Living with Less continued; the Real Price of Things

Ruth Haag
Sep 17, 2013

Last week I wrote about how to live with less money along with ideas about how to get a higher paying job.  Many felt that I must never had been poor.  Some felt my ideas on how to live with less were time consuming and they didn’t want to do them.  Some said they felt that they should be able to enjoy the same things that rich people enjoy.  Others felt that my ideas were good and useful and these people helpfully added other cost savers into the mix.  Still others lamented the fact that while minimum wage has risen since the 1960s, that the cost of items has too, and therefore we are worse off financially now than in the 1960s and 1970s.  
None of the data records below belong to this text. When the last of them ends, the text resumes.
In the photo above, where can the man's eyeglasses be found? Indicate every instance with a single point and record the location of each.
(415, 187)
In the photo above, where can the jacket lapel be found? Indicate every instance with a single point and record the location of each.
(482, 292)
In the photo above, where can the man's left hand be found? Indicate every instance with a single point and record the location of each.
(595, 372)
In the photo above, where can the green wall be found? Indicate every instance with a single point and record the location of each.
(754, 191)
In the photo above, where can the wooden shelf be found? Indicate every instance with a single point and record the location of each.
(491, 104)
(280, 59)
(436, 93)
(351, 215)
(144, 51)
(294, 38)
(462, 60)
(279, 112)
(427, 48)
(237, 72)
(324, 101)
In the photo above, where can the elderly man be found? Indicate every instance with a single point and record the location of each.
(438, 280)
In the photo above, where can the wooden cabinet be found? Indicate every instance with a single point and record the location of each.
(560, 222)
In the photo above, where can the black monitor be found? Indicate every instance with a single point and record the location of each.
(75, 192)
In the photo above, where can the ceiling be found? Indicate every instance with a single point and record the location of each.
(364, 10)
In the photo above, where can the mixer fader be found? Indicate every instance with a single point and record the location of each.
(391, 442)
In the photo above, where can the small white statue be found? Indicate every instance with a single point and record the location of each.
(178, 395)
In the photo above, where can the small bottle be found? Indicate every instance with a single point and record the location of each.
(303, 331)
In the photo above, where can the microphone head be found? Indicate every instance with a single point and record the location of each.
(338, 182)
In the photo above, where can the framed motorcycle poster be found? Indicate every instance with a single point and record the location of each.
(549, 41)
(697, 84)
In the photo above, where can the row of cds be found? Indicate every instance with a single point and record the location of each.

I first started to think about this when I read an article that compared not the actual dollars, but the number of hours needed to work in order to buy an item.  Now this is really for thinking people, so take a deep breath and think with me.  When I was first working in 1969, I made $1 per hour which I believe was the minimum wage for part-time workers.  At that time if I wanted to buy a new pair of shoes, they cost me $17, so it took me 17 hours of work to purchase a pair of shoes.  They were nice shoes, discount outlets were not available then or at least not where I was living.  Now the federal minimum wage is $7.25 per hour and I can go to TJMaxx and find a nice pair of shoes for $30.  So it would take me about 4.25 hours at the current minimum wage to purchase a nice pair of shoes.  If I want a really nice pair of shoes that cost say, $100,  I would have to work 14 hours at minimum wage.  The conclusion that I come to is that it takes fewer hours of work to purchase a pair of shoes in 2013 than it did in 1969.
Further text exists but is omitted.